On retrouve sur cet « Arabology » des sonorités familières pour qui a aimé les albums précédents de Mirwais (et surtout « Production », le disque sorti sous son seul nom), cette manière toute personnelle de faire sèchement sonner et groover les machines. Ainsi ce saisissant « Get it right » qui voit Kraftwerk copuler avec cette superbe Yasmine Hamdan, demoiselle originaire du Liban et vocaliste par ailleurs du groupe Soap Kills. Le refrain en anglais (100% électro à savoir une phrase ou deux répétée en leitmotiv comme le premier slogan de manif’ venu) arguant des velléités commerciales du projet.
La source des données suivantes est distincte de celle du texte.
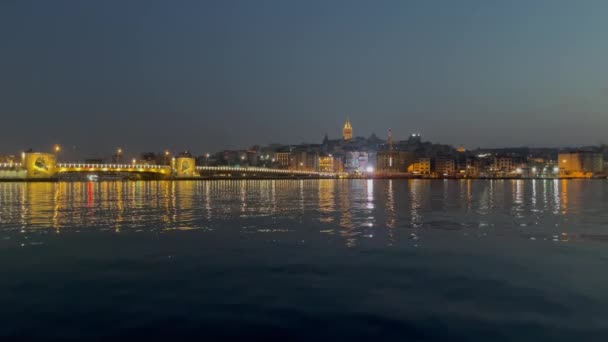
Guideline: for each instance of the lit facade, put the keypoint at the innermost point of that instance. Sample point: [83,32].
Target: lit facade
[326,164]
[347,131]
[422,166]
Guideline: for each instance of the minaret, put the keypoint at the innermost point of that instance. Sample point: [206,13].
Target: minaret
[347,131]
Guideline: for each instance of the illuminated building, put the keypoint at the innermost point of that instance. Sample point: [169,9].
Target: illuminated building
[391,161]
[304,161]
[578,163]
[347,131]
[282,159]
[505,164]
[326,163]
[355,161]
[445,166]
[422,166]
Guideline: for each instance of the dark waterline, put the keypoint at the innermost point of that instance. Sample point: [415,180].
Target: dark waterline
[421,260]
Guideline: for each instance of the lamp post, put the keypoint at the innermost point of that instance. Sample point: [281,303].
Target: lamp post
[118,153]
[56,150]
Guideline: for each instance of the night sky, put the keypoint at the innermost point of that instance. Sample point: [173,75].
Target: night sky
[210,75]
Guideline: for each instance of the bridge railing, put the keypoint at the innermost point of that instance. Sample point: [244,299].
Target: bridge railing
[109,167]
[9,165]
[264,170]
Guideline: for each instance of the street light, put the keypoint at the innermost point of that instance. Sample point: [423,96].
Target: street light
[56,150]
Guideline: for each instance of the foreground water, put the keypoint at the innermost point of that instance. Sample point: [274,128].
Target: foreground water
[407,260]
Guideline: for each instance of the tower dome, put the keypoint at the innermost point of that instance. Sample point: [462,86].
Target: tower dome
[347,131]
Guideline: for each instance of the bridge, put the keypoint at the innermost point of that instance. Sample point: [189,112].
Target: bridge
[43,166]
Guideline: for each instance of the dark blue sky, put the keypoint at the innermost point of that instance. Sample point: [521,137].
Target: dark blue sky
[206,75]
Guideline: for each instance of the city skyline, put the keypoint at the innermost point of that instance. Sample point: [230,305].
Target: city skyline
[207,76]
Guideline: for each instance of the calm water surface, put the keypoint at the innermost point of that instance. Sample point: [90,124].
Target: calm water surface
[406,260]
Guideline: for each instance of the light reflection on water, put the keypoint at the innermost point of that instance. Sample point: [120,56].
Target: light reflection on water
[392,210]
[470,260]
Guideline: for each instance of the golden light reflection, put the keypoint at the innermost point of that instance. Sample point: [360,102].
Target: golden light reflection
[563,196]
[414,186]
[391,216]
[327,204]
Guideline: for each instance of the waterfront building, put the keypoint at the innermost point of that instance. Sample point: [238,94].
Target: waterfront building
[393,161]
[445,166]
[356,161]
[422,166]
[347,131]
[326,163]
[580,163]
[504,164]
[282,158]
[304,161]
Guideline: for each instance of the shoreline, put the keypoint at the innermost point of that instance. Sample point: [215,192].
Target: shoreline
[56,180]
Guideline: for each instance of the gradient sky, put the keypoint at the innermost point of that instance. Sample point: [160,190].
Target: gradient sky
[208,75]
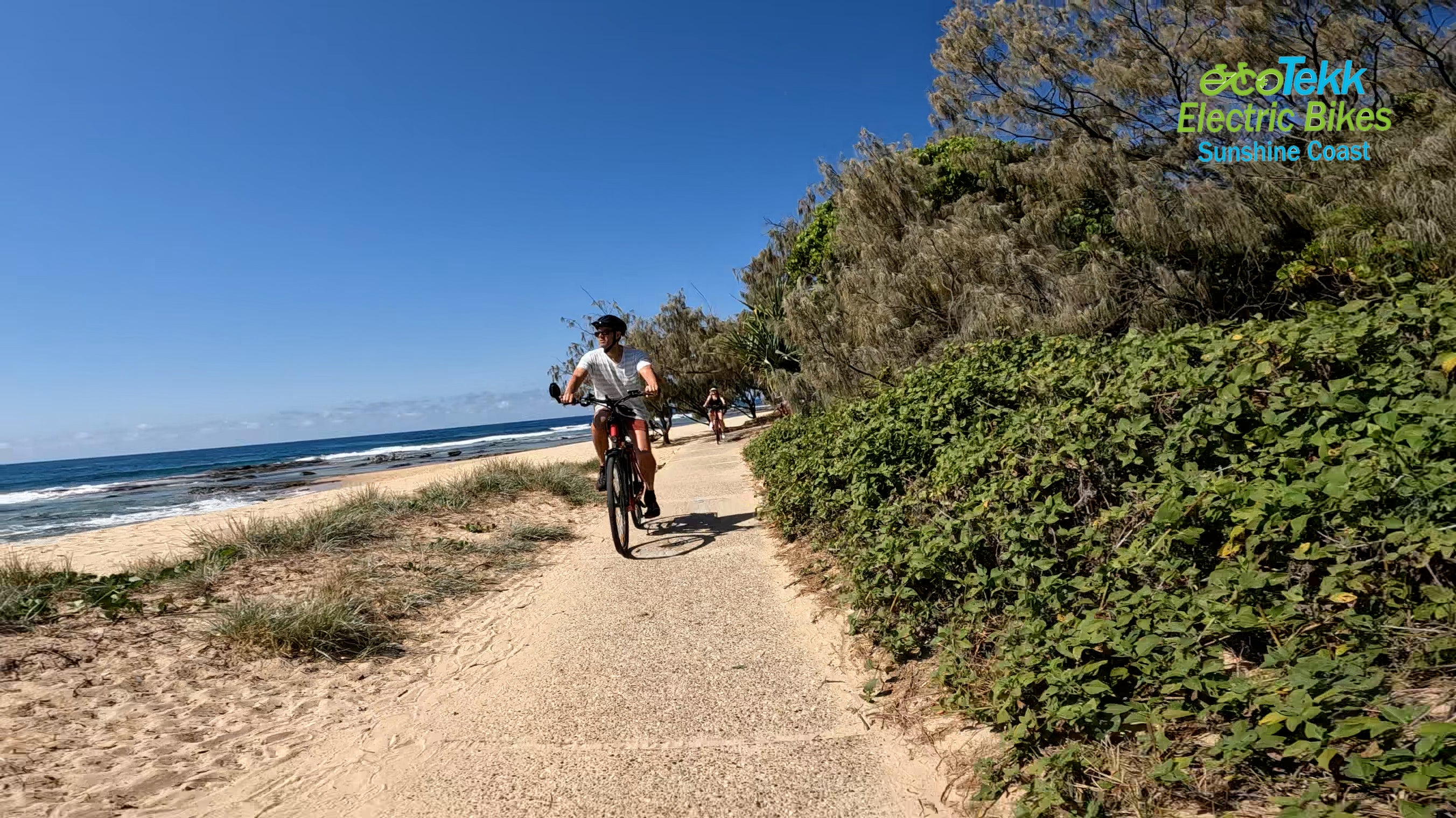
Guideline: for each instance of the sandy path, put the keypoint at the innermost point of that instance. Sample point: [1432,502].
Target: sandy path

Formidable ouverture en tous les cas, d’autant que le morceau est précédé d’un instrumental qui met discrètement dans l’ambiance, un délicieux petit nœud cadencé estampillé Mirwais.
 
« Ouloulou » mêle boucles chiadées et guitare acoustique pour un résultat tout bonnement excellent, le rythme est ici comme presque partout sur l’album irrésistible, bien loin de provoquer indifférence et ennui chez l’auditeur (même les charentais ou les jurassiens y trouveraient leur compte sans doute). La guitare de Mirwais, utilisée exclusivement comme un petit motif rythmique de rien du tout, contribue également sur « Azza » à étoffer la pulsion rythmique, c’est une musique ici de sensation, elles sont pures, elles sont puissantes, elles déchirent tout.
 
 

 

Ceux qui ont aimé « Music » de Madonna sauront se régaler avec « Da », construit à partit du même bloc, ou encore avec « Yaspop » et ses vocalises typiquement arabisantes sur leur lit de gimmick électro, du miel qui coule dans nos oreilles ! « Coït me »  et sa petite ligne de texte « sulfureuse » (mon dieu une chanteuse arabe qui en appelle à la saille sexuée oulalalalala !) entreprend de tâter du lancinant et du midtempo, peut-être le premier ralentissement qualitatif de l’album cela dit.
 
Oui car ralentissement qualitatif il y a nonobstant la qualité intrinsèque des morceaux, c’est là d’ailleurs un reproche que l’on peut faire à cet album et en particulier à Mirwais : ces calques musicaux qui divergent presque à la marge et qui, sur la durée, laissent l’auditeur discrètement lâcher l’oreille.
 
Ce disque peut crisper en effet par trop d’homogénéité même s’il n’excède pas les 40 minutes (pas de risques de s’ennuyer donc). L’ensemble est extrêmement agréable à l’écoute sans pour autant totalement combler, il manque peut-être un chouïa d’ambition ou du moins de diversité sur ces pistes, toutes basées sur le même solide et heureusement bienveillant moule. On se met à rêver en imaginant quelques ornements de vraies cordes orientales sur ces morceaux par exemple.
 
Tant pis.
 
Petit bémol donc mais qui n’entache pas l’excellente impression générale laissée par l’album, pure sensation physique qui parle aux pieds comme aux bras (on a envie de bouger bêtement les bras en mesure et d’onduler du mieux possible les hanches).
 
Voilà un bien bel album de pure danse, de pure pop, de pure intelligence aussi.